#Diskusi Majelisan #Edisi 14
#Sastra Musim Gugur
Perjalanan
sastra di indonesia ini terbilang cukup menyedihkan dari era Chairil hingga
sekarang. Tidak heran jika para sastrawan tidak mendapat platform yang
memadai di sini. Kalau mengingat sejarahnya memang dari era Soekarno
Sastrawan/karya sastra masih minim akan apresiasi, mungkin juga karena waktu
itu masih mudanya usia negara sehingga tidak memperhatikan hal-hal yang tidak
menguntungkan negara dari sisi finansial maupun otoritasnya sampai mimpi buruk
yang menjadi kenyataan di rezim Soeharto. Kuasa total!.
Bagi
penguasa, sastrawan, penyair dan kawan-kawannya adalah musuh yang akan terus
dihancurkan!. Mengapa? Sebab mereka mempunyai alat bernama sastra/tulisan yang
dapat membawa hulu ledak yang kuat bagi pemerintah dan mengancam otoritasnya
sebagai penguasa, ia dapat menghimpun massa akan sebuah ideologi yang disuarakan.
Maka, atas alasan demikian hal-hal yang berkaitan dengan sastra tidak diberi
ruang yang layak, selayak guru kehidupan. Hingga pujanga sekaliber W.S Rendra
yang diakui dunia pun tak keturutan yang hanya menginginkan sebuah Kijang
Innova tiga hari menjelang kewafatannya menurut pengakuan temannya di acara dua
tahun mengenang Rendra, sungguh ironis.
Seorang guru/dosen di kelas mungkin memberi macam-macam pengetahuan yang
akan diajarkan, namun seorang sastrawan/seniman memberi segala yang perlu untuk
wacana kehidupan melalui pengalaman-pengalaman di dalam karyanya.
Bicara
soal sastra di kelas mungkin agak dibuat-buat, tapi sejauh yang saya lihat
dalam keseharian memang harus diakui jika fakultas atas nama sastra tidak
menghasilkan apapun yang kini disebut sastrawan atau lebih kecil lagi kritikus
sastra. Bahkan, menurut pengakuan dosen pun kata seorang teman memang fakultas sastra tidak dijadikan wadah
untuk melahirkan sastrawan, tapi paling mentok hanya kritikus sastra,
apresiator sastra, dan analis sastra. Itu pun tidak dilakukan dengan
sungguh-sungguh, lihat berapa persen alumnus fakultas sastra yang menjadi saya
sebutkan tadi? Sangat jarang. Padahal, level tertinggi dari belajar dan
pengalaman adalah mencipta atau laku tapi di kampus hal itu sangat nihil. Bahkan,
skripsi yang jadi parameter kelulusan mahasiswa pun kini terlihat gagal dan tak
berdaya menghadapi enigma hidup ini, seperti yang pernah saya katakan kepada
teman sebelumnya “Satu puisi hasil karya sendiri jauh lebih baik ketimbang
ratusan bahkan ribuan skripsi yang menggunakan teori orang lain!”. Akhirnya
mereka terlempar sediri oleh sistem kehidupannya setelah lulus dan bingung mau
ngapain. Walhasil lahirlah ungkapan “Jurusan kok sastra, kamu mau kerja
apaan?.”
Ya itulah bagian dari romantika hidup ini. Sastrawan tidak pernah lahir di dalam kelas
dan dalam fakultas sastra sehingga yang kita temui dalam kehidupan nyata adalah
mereka yang memulai perjalanan dari bawah, maka tidak mengherankan kalau
sastrawan yang kita kenal sekarang adalah mereka yang dulunya dari jalanan
menghayati kehidupannya dan melahirkan sastra plus menjadikannya sastrawan.

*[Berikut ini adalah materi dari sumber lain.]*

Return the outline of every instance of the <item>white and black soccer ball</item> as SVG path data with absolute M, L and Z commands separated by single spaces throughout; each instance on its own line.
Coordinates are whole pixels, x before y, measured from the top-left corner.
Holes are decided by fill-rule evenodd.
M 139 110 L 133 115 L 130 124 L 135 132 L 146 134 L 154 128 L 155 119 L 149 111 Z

Lalu terciptalah Chairil Anwar, Amir Hamzah, W.S Rendra, Umbu Landu Paranggi,
Suwarna Pragolapati, Danarto, Widji Tukul, Putu Wijaya, Iman Budhi Santosa, dll hingga paling banter sastrawan yang menjadi guru besar yakni
Sapardi Djoko Damono. Kelihatannya mereka semua menemukan keindahan dan
kebijaksanaan itu bukannya di kelas, tapi di jalanan bernama kehidupan.
Lalu
pertanyaannya benarkah sastra sebegitu menyedihkannya sampai-sampai terlantar
di ranah kebudayaan kita sendiri ini?